You are not required to use LEX and YACC or its free cousins, but you are required to use compiler tools to build your compiler. You must inform me of the substitution you are making.

 

Note that your compiler has to produce to things. It has to produce code to parse the XML. It also has to create object definition(s) for representing the extracted data.

 

Within these constraints you are free to develop your term project in any language or development environment.

 

 

 

Runtime Library + output of your compiler:

 

It is recommended that you organize the runtime parse of the XML files as a very general XML parser such that your compiler may add additional grammar rules specific to the DTD. In other words you should write a base Lex and Yacc parsing program for XML, but not one that will work until your compiler produces a few additional Yacc rules.

 

Output:

 

Once you have completed all processing, pretty print

the object parsed out of the XML. (No irony intended.)

 

Approach (as in hints):

 

Familiarize yourself with XML and the test DTDs. For the XML files and the DTD files, develop a notion of what work should be accomplished as lexical analysis and what work should be accomplished as syntax analysis. (i.e. what gets done in Lex and what gets done in Yacc). Note there will be considerable syntactic overlap between parsing the DTD and XML files, but they need not be identical.

 

Develop a Lexar for XML. This part should be identical for all DTDs. For two different DTDs, by hand develop YACC rules for parsing each DTD and constructing an object. Observe which YACC rules are identical for the two DTDs. Observe which YACC rules are very similar. The rules that are identical will form the core of a YACC program for all DTDs. The pairs of rules that are similar represent the output your compiler must generate.

 

Study groups and acceptable use policy:

 

The T.A. will announce additional hours as the basis of term project study groups. There will be two groups. They will meet at least twice. Attendance is voluntary.

 

Students are also welcome to organize there own study groups. All possible discussions about the term project are allowed. Ideas may be shared and replicated. But, not one line of code may be shared or borrowed, not from other students, or web-based code resources.

 

 

 

Individual Milestones:

 

(The numbers do not necessarily indicate a temporal development sequence)

 

1) develop the LEX for

a) the DTDs

b) the XML files

 

You should be able to lexically analyze files from all four groups.

 

2) define the mapping from DTD to object (class definitions).

 

Note the in group 4 you must target a dynamic data structure (e.g. a linked list).

 

3) develop the YACC for parsing the DTDs

4) generate object definitions for the DTDs

5) define the target YACC rules for you compiler

6) generate code

7) test the resulting parsers

8) write term project report; instructions for this to come later

 

Due dates:

 

The final project is due November 30, 9:00AM. Projects turned in late but before Dec. 7 at 9:00AM will be penalized 1/2 a letter grade.
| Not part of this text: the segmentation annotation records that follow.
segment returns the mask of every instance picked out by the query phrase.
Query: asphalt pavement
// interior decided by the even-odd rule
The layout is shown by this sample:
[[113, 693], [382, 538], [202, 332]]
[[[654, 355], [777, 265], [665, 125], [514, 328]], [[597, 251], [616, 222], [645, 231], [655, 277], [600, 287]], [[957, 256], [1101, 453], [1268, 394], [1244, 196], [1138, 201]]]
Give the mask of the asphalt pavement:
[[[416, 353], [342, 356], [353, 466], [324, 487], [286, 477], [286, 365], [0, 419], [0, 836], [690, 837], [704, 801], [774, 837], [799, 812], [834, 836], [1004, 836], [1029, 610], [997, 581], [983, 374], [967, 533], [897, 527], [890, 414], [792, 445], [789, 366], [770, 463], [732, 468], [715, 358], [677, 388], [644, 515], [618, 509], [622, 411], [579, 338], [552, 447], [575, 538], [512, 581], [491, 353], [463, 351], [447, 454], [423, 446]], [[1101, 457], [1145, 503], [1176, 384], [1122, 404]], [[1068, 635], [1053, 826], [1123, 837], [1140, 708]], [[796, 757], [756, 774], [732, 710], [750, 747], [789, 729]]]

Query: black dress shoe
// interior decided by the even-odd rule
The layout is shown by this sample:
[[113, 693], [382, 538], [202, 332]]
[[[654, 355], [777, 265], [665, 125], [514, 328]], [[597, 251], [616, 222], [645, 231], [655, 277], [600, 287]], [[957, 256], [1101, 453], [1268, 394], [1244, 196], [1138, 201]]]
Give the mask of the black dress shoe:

Projects turned in later than that will be penalized no less than 1 letter grade.

 

Intermediate milestones also have due dates.

 

Nov. 2 demonstrate Lexar for DTD

Nov. 2 demonstrate Lexar for XML

Nov. 9 demonstrate syntax checking for group 1 DTDs.

Nov. 23 produce object definitions for group 1 DTDs.

 

Note: These intermediate due dates represent my estimation of minimum progress toward a minimal level 1 project. Students who fall behind this schedule are unlikely to complete a satisfactory term projects. Students who are not way ahead of this schedule will not achieve the fourth level of success.